Genève, décembre 1990. Deux économistes de renommée mondiale, le Pakistanais Mahbub ul Haq et l’Indien Amartya Sen, qui sera nobelisé en 1998, présentent le premier rapport sur le développement humain sous l’égide du Pnud (Programme des nations unies pour le développement). Dans les pays du Sud en développement, dans les pays du Nord industrialisés, économistes et politiques découvrent une nouvelle approche du développement.
Cette question, longtemps disputée entre droite et gauche, n’est plus une simple affaire de revenu ou de niveau de PIB d’un pays… Le développement est désormais considéré comme un processus bien plus complexe qui élargit l’éventail des possibilités offertes à chaque être humain, en s’intéressant à la richesse des vies au lieu de se limiter à la richesse des pays. Le monde découvre «l’indicateur de développement humain», ce fameux IDH qui se fonde sur un mélange de trois critères : le PNB par habitant, l’espérance de vie à la naissance et le niveau d’éducation. Il sera ajusté plus tard par le niveau des inégalités entre sexes ou la participation des femmes à la vie politique.

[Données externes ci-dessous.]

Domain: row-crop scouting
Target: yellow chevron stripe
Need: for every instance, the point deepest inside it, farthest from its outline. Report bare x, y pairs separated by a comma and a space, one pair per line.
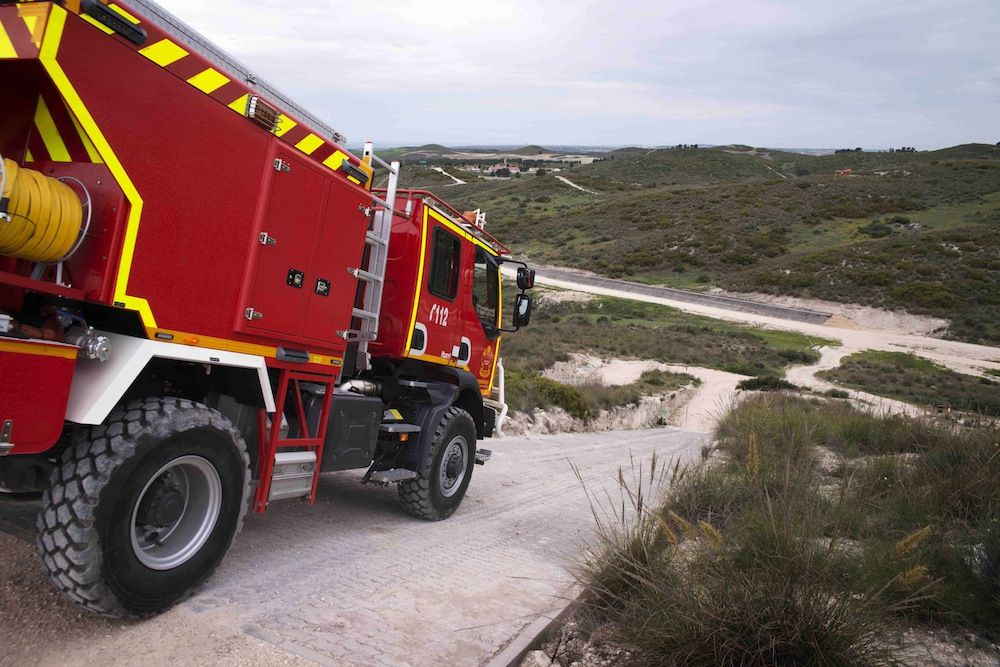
309, 144
163, 52
335, 160
239, 105
100, 26
50, 47
6, 46
209, 80
50, 135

Chaque année, ou presque, un nouveau élément structurant vient s’ajouter à l’IDH. Cette année, place au travail, qui a toujours été mesuré, et donc conceptualisé, en termes économiques plutôt qu’en termes de développement humain. L’édition 2015 du Rapport sur le développement humain, présenté lundi en Ethiopie, transcende cette convention en établissant un lien direct entre le travail et la richesse des vies humaines.
Progrès
Certes, le rapport 2015 intitulé «Le travail au service du développement humain» souligne la nécessité d’un travail équitable et décent pour tous. Mais avant d’encourager les gouvernements à prendre cette voix, les experts du Pnud soulignent les nombreux progrès faits en matière de développement humain. Ainsi, l’IDH mondial a augmenté de plus d’un quart et celui des pays les moins développés de plus de la moitié. Cette évolution est plus ou moins constante dans le temps et d’une région à l’autre.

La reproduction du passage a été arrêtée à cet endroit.